Participating at the EMYA2020 was an exciting challenge: the Stapferhaus had to present itself as a museum with an "immaterial collection" and as an exhibition space dedicated to the present and not to the past. As a space that prides itself on involving the public and letting them have their say – because the present and the future are all of us – and not exclusively the experts. Nobody expected to win the prize. All the greater was the delight at actually winning the unexpected award. Especially because the jury's laudation seemed to perfectly put the institution’s goal into words: “The main award for 2020 goes to a museum which asks difficult questions, explores big ideas, and fosters a culture of debate. They choose themes based not on a collection but on rigorous research about what is important to their community, themes which most museums would not dream of addressing. Through its innovative, creative, and future-oriented approach, it offers a model for the museum as laboratory for the art of living – as all museums should be.”

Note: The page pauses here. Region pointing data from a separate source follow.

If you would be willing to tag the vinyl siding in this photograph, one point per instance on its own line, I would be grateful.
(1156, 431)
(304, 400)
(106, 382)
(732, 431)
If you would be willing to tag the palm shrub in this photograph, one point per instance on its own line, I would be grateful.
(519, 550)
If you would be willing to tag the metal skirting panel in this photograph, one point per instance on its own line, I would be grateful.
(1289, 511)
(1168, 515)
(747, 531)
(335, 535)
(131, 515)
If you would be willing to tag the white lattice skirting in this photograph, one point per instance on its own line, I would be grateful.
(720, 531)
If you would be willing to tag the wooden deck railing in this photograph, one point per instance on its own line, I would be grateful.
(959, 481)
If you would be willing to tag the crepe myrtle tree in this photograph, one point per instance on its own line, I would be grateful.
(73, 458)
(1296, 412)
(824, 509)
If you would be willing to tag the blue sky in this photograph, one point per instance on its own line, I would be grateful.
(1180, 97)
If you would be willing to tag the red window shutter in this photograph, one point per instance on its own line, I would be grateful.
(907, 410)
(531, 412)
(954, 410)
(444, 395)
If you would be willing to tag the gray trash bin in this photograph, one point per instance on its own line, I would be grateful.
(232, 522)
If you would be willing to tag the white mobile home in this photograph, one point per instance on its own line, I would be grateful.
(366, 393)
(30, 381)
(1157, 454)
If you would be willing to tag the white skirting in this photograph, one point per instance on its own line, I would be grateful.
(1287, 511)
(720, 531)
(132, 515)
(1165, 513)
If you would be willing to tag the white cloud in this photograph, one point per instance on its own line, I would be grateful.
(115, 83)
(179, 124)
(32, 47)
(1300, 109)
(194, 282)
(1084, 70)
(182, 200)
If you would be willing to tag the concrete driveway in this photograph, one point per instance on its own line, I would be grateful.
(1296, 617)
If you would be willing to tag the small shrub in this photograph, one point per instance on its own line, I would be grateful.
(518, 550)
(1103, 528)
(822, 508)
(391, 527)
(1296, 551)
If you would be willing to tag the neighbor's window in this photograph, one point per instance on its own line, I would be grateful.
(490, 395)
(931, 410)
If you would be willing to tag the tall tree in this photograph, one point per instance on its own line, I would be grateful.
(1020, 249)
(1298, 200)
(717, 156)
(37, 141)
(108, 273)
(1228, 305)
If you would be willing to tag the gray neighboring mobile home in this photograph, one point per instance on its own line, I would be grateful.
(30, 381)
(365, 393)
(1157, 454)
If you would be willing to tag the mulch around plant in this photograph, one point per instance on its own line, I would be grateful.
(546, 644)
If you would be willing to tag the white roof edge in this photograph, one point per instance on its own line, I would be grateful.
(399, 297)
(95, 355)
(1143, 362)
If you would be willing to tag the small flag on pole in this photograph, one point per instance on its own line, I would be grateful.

When the Stapferhaus was founded, its purpose was set in stone – to operate as a place for dialogue and debate. The way in which this was to be achieved was deliberately left open. The institution's mission statement says: "the design of its purpose is to be worked out from experience". In this way, the Stapferhaus always had and still has its goal, its mission, in mind and remains flexible in the method of how this is to be achieved. This has allowed the Stapferhaus to transform itself from a place for dialogue to a museum devoted to the present, without ever losing sight of its goal. Clear objectives and fluctuating formats are the components of the Stapferhaus’ DNA. And they most likely are the institution's secret to success – and which led them to win the EMYA2020 award.